Although Article 8 is of course applicable, so too is the Data Protection Act 1998 and associated codes and guidance (DPA), the Regulation of Investigatory Powers Act 2000 (RIPA) and Telecommunications (Lawful Business Practice)(Interception of Communications) Regulations 2000.

At law, the position is that monitoring is not permitted unless there is an objective justification for doing so and any monitoring carried out must be proportionate and legitimate.  Excessive surveillance is likely to be a breach of at least one of these Acts or Regulations and can be a breach of the duty of trust and confidence (amongst other potential employment claims) between employer and employee.  Furthermore, excessive surveillance in an inappropriate context could result in poor employee engagement and affect employee relations.  In any case, most employers have neither the inclination, nor resources to monitor all employees in the manner of “big brother”. 

There is no blanket right to complete privacy in the workplace.  If an employer puts their employees on notice that privacy may be restricted (with reference to specific policies or employer actions), this is generally enough to restrict an employee’s Article 8 rights.  Interestingly, in the dissenting judgment, Judge Pinto de Albuquerque, lamented the ECHR’s missed opportunity to develop case law on the privacy of employees’ internet communications and it seems he views restrictions on access to internet communications (even during working time on an employer’s computer) as akin to fetters on the right to freedom of expression.

Monitoring internet, email and social media use will involve the processing of personal data, and the eight data protection principles dealing with the processing of personal data are engaged.  Specifically, this requires the employer to provide information about the method, type of information and manner of processing of data.  The processing of personal data should be proportionate to the aims for which it was processed and should be subject to appropriate technical and organisational measures which prevent unauthorised or unlawful processing, accidental loss, destruction or damage.  The Employment Practices Code states that simply informing employees that monitoring will take place is not sufficient: employees should be aware of the reason for monitoring; the circumstances in which it takes place; how the information will be used; who it will be disclosed to; and how data will be protected.  It also recommends that an impact assessment is undertaken prior to any monitoring to ensure that any monitoring strikes the right balance between employees’ and the employer’s rights.

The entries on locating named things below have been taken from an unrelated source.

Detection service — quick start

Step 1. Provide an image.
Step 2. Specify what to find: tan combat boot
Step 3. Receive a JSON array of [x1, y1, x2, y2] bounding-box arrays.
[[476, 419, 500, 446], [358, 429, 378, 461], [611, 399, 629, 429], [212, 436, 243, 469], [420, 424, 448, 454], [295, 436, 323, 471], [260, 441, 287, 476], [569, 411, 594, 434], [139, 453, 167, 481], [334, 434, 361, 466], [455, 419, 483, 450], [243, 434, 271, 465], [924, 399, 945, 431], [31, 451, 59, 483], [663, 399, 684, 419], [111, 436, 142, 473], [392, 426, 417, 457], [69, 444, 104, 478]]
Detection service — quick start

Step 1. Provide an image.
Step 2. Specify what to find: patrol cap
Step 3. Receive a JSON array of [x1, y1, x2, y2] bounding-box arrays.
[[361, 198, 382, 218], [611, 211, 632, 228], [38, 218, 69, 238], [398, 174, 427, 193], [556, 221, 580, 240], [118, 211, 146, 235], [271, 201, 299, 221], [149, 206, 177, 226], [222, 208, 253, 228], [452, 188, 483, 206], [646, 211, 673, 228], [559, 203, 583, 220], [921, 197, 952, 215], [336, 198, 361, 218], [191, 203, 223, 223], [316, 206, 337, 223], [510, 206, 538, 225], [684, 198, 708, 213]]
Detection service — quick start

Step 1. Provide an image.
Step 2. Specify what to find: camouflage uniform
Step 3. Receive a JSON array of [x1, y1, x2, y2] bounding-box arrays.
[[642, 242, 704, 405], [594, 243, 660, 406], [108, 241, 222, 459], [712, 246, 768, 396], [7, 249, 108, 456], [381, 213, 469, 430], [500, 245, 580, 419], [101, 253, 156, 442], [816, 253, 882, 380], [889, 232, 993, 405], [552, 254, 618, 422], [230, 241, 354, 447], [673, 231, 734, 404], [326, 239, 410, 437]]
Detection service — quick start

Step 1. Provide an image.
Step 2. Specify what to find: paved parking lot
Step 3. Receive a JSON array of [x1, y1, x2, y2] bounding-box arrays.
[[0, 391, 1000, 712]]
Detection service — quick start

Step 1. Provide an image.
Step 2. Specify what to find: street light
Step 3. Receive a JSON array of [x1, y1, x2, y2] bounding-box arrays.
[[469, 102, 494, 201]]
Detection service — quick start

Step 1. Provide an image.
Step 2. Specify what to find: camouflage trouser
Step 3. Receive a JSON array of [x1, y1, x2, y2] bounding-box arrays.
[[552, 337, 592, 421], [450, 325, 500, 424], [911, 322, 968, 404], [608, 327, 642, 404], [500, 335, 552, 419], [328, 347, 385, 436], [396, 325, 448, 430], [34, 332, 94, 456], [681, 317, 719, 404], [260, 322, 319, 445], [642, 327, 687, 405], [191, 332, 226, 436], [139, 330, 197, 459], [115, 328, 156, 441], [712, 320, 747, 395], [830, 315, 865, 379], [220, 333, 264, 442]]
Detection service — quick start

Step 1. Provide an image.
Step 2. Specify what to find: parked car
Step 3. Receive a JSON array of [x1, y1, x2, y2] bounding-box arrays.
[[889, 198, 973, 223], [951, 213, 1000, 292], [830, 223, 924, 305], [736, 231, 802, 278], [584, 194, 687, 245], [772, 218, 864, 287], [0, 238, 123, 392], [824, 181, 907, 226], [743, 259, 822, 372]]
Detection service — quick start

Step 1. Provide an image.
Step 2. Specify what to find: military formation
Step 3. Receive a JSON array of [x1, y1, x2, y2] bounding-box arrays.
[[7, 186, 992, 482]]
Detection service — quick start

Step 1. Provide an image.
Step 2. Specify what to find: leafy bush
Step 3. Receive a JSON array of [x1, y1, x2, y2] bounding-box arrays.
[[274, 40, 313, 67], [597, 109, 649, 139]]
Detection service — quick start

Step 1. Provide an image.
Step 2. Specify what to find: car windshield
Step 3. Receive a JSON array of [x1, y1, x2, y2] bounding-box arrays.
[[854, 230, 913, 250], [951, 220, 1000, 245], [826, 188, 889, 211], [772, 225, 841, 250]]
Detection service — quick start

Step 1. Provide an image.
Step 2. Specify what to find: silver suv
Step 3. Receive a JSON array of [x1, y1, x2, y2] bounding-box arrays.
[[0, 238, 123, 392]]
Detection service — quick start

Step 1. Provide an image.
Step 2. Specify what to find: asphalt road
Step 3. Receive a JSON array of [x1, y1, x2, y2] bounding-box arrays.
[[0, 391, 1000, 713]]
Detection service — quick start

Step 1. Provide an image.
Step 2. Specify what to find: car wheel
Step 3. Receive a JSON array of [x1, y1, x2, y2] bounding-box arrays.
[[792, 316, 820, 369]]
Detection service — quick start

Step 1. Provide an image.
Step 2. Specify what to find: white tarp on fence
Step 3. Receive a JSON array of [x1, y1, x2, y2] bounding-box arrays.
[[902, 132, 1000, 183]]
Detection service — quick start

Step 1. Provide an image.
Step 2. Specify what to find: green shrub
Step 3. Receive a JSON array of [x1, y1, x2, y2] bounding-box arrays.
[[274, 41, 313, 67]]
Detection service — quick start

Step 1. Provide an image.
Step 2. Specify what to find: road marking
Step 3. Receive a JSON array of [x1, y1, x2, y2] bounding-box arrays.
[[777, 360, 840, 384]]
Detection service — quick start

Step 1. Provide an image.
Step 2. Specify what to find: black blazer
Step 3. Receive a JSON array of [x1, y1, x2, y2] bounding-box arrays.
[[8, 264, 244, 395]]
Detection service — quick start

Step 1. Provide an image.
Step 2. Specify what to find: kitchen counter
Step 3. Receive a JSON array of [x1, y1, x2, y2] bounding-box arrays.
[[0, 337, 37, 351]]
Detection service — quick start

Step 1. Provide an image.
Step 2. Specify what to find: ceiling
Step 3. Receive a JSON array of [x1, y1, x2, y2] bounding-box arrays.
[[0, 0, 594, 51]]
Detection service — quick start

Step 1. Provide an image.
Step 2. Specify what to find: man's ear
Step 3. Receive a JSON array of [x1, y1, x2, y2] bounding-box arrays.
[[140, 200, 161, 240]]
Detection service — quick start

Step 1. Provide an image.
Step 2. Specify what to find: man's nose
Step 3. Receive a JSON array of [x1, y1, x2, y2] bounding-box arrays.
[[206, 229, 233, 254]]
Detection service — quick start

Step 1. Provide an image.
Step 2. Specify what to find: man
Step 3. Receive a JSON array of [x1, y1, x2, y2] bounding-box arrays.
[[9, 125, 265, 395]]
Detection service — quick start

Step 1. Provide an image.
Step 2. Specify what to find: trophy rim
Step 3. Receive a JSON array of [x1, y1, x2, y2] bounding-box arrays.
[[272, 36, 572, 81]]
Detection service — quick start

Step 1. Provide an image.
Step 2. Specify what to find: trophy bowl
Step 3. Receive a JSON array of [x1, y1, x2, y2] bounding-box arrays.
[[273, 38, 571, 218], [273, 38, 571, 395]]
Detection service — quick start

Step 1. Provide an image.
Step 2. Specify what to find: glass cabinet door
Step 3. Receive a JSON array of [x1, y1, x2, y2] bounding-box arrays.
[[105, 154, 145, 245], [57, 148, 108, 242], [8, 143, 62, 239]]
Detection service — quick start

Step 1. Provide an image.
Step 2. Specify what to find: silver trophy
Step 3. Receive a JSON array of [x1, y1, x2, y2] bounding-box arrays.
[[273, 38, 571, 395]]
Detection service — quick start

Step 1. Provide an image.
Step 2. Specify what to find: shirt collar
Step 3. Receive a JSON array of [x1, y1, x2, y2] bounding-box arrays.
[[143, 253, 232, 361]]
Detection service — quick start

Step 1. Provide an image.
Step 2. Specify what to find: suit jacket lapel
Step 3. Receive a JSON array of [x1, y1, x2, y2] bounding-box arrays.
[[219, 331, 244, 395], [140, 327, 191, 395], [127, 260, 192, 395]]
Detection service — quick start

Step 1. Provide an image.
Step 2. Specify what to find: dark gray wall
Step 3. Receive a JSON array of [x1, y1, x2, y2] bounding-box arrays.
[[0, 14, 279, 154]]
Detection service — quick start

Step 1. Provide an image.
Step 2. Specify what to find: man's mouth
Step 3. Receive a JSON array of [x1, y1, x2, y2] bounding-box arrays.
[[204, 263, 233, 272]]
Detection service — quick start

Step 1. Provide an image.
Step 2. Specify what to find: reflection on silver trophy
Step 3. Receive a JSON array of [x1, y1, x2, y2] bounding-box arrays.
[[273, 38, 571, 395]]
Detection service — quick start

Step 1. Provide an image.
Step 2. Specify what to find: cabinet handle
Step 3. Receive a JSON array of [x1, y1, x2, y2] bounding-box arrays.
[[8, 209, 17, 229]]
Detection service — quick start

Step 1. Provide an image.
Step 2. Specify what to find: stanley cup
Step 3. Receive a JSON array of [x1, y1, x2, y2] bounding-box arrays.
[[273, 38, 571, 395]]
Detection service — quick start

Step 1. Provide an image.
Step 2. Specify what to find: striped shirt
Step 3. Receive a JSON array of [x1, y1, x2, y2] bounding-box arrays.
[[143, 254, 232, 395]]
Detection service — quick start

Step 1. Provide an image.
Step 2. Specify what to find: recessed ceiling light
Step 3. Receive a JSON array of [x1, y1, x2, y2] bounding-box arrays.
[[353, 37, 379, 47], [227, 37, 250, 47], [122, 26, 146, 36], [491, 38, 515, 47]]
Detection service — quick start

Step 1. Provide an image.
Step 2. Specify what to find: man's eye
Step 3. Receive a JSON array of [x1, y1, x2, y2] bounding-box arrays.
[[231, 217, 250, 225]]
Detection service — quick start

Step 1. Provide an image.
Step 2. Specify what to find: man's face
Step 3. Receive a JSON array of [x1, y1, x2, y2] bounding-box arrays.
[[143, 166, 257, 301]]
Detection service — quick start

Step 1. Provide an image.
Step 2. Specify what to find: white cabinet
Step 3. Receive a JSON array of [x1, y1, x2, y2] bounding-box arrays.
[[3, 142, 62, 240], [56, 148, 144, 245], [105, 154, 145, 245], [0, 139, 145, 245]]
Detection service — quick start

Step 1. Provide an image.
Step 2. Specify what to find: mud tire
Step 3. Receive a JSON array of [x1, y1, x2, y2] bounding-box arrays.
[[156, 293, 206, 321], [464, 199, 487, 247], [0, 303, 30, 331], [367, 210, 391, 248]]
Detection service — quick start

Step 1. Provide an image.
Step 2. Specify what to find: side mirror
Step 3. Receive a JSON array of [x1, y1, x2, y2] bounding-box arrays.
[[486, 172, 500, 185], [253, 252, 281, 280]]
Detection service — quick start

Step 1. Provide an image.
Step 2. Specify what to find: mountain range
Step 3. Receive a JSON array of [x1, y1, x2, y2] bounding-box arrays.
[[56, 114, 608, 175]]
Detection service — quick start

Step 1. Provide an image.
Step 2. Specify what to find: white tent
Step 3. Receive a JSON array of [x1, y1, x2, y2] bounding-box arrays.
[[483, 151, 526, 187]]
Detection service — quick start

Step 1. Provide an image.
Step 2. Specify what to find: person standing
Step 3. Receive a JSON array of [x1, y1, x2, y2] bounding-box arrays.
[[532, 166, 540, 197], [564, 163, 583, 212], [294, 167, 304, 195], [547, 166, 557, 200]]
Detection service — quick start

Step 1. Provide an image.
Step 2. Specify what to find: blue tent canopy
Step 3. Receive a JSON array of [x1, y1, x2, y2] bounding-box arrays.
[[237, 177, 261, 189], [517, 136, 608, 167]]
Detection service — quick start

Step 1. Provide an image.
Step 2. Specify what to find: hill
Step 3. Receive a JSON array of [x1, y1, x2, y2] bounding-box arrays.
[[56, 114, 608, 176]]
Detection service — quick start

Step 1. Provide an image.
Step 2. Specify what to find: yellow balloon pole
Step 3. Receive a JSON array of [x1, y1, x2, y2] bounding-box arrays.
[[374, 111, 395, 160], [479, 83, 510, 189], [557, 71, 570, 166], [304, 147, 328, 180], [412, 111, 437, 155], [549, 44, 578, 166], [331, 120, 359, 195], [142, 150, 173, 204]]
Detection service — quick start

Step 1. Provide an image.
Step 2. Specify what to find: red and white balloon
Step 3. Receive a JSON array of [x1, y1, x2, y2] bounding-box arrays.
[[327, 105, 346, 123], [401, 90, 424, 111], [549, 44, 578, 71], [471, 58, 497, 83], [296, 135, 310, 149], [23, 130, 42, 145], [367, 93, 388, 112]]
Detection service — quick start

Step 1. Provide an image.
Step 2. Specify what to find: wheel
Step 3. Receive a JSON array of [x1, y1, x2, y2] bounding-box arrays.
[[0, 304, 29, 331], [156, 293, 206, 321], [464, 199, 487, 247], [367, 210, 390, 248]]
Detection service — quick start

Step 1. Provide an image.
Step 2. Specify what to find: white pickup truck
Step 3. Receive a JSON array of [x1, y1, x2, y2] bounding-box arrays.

This case serves as a useful reminder that monitoring is permissible if carried out for a legitimate reason, proportionately and with employees’ knowledge.  This case concerned instant messaging, because nearly 10 years ago, social media as we know it now was in its infancy (in fact one of the reasons Mr Bărbulescu gave for using the work system was that mobile phones and phone tariff charges were very expensive).  In 2016 employers may have legitimate concerns about cyberslacking by employees’ misuse of social media and reputational damage by inappropriate posts by employees about themselves, others or their employers.  Now is as good a time as any to refresh those social media and email/ computer use policies or to draft them, to make sure that employers stay within the law and that employees are on notice of what is and what is not acceptable behaviour in the workplace.